He squeezes my hand. “She really misses you. We miss you.”
“I miss all of you, but…” I push back the tears that want to spill out of my eyes. “Chicago doesn’t seem that big of a city when Henry’s in it.”
He nods. “Have you ever thought of?—”
“No.” I shake my head. “I just need to keep myself busy for the next few months.”
“Mom won’t need you during the day since she’s mobile and just has to keep her head down. God knows if you tried to dote on her 24/7, you two would be on each other’s nerves in days.” He chuckles. “And the boys will be in school during the day, so you might need to find something you can do to keep yourself busy.”
I sit back, unsure what that might be.
“Why don’t you take some photographs of Chicago? It’s a beautiful city.” I nod, and he tilts his head, seeing my lack of interest. “What am I missing?”
I huff, but I shouldn’t be surprised he’s the first one I’m telling. Though if Henry were still in my life, it would be him. “I’m not feeling very creative lately. I keep forcing myself, and it’s not helping. It’s like I’ve lost my eye for it or something.”
Just the thought of picking up a camera makes my stomach churn because lately, everything I produce is utter crap.
“Well, I’m the wrong person to talk to about creativity, but maybe you need to step back while you’re here and let your creativity come back without any pressure. Do something different. I heard there’s an opening at St. Pat’s.” He laughs as though that’s absurd, and it is. He sits on the board of my old K-8 private Catholic school, which is weird, but then again, the twins just graduated from there last year.
“You mean teach?” I ask, laughing as well because I’m no teacher.
“You have your bachelor’s degree, and with a winning reference from me, I’m sure they’d hire you. Mrs. McConnell has to go on maternity leave soon, so it’s a short stint.”
“I don’t know. Miss Keebler?” I cringe, thinking about whether I could handle a classroom full of kids. But it is just down the block from my childhood home, and it’s only during the day. I could keep busy and make some money. “What grade?”

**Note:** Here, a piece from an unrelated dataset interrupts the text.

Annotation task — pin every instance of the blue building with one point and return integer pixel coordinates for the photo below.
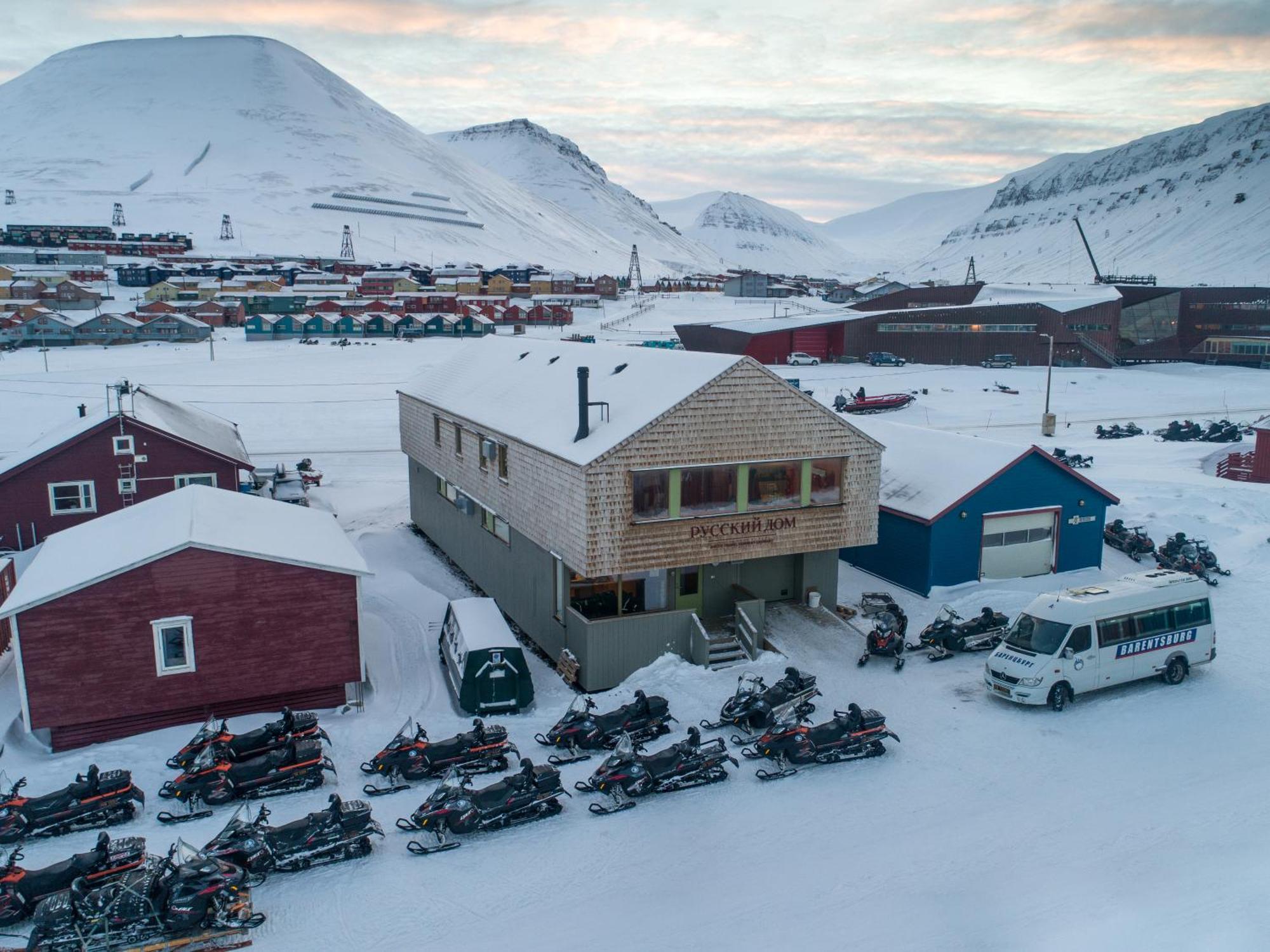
(956, 509)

“She teaches first grade.” He picks his phone up off the table. “Just let me know. No pressure.”
“Okay, I will.”
Chelsea and Hannah slowly walk back over as though they’re testing the temperature of their bath water.
The entire time we sit there and wait for news about my mom, my mind shifts to Henry. There’s no long plane ride to see him when the urge strikes. All I have to do is hop in an Uber, and bam, I could be standing in front of him. I can’t torture myself like this for the next three months.

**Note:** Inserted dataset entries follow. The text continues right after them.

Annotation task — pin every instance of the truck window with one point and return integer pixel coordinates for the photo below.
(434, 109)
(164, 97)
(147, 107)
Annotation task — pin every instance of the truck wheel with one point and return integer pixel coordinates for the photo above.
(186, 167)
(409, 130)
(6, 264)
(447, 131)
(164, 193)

“I’ll take it if they accept me,” I say to Reed without thinking.
Reed’s eyebrows rise to his hairline that now sports a few gray hairs. “Really? I’ll make the call.”

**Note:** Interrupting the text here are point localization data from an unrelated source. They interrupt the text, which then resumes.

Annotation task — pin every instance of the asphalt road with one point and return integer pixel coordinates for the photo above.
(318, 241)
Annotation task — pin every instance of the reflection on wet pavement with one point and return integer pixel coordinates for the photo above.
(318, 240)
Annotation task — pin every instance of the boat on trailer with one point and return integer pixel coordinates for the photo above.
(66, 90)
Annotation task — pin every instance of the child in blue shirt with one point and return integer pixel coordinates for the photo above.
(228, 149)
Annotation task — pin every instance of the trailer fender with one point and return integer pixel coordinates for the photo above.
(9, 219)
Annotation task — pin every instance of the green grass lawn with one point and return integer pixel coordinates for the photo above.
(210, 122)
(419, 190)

“What’s going on?” Chelsea asks.
“I’m going to be a teacher,” I say with trepidation because other than the twins, I don’t have much experience with children.
“Congrats?” Hannah says it like a question.
I just hope I survive, but I know chasing around a bunch of first graders will keep Henry far from my mind, and that’s the objective.
Six
Jade
While Reed talks to Chelsea and Hannah, I tell them I’m going to take a walk. Chelsea and Hannah give me the same look that everyone who knew Henry and me as a couple does. It’s not necessarily a pitying look, but there’s definitely a “we feel bad for how things turned out” aspect to it.
I think most people were on one of two sides watching our relationship unfold—either they thought it was young love that would fizzle out when we got to the real world, or they thought we were destined to go the distance. As if maybe fate had interceded all those years ago and sent my mom back to Chicago to run into the guy who was the best man at her wedding and fall for him. Him having such a close relationship with the boy he mentored, and Henry and I becoming fast friends before Reed and Mom ever married.
I used to think that once too. I’m not sure what I believe now. But one thing is for sure—one of the happiest times of my life was when I was sixteen, and Henry confessed his feelings for me.
* * *
We had just gotten back from him signing his commitment to Minnesota. My mom and Reed had a big cake for him, and we celebrated his accomplishment. His grandparents had left, and I was helping him set up the couch in the basement since Reed was taking him to a camp the next day.